1/2 pound unsalted butter, at room temperature
1/2 pound cream cheese, at room temperature
1/2 teaspoon sea salt
2 cups sifted all purpose flour


1. In a large bowl of electric mixer, cream butter and cheese until completely blended and smooth. Beat in salt, and on low speed, add flour. When the dough is smooth, flour hands and form dough into a short fat roll. Cut roll in three (3) equal pieces. Form each piece into a round about 12 inches in diameter. Cut roll into 3 equal pieces and form each piece into a round ball, flatten to a disc and wrap each piece in plastic wrap. Refrigerate overnight.

Heat oven to 350 degrees F., and cover cookie sheets with heavy-duty aluminum foil, shiny side down.

2. Roll each piece of dough to a 12-inch-diameter round. Melt 3 tablespoons unsalted butter to brush over the rounds. Spread with preserves or conserves of your choice and sprinkle them with chopped nuts. Or, you can add cinnamon and sugar to the nuts, and sprinkle them evenly over the rounds. Cut each circle in 12 wedges, like a pie, and roll up into crescents. [You can also roll the dough out into a long rectangle and roll it up and slice into about 1 1/4-inch chunks.]

3. Brush with a glaze made of 1 egg yolk mixed with 1 teaspoon water.

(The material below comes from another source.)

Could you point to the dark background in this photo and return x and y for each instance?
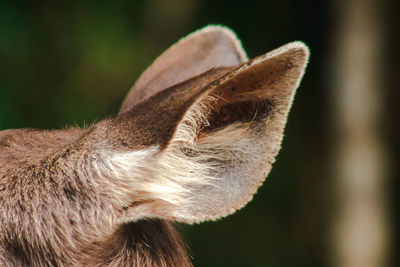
(72, 62)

4. Bake for about 12 minutes, or until golden, in the preheated oven.

YUM! Thanks ChefJune. The orange zest sounds delish. Copied & saved. Thank you. :)

Have you tried a filling of chocolate & nuts? It's to die for. Careful when the chocolate is hot though.
 
On her Thanksgiving visit, my sister brought along a batch of Rugelach, which I remembered vaguely from childhood, but had almost forgotten. I have only one left, and I hesitate to eat it, because...well, all gone and so darned good.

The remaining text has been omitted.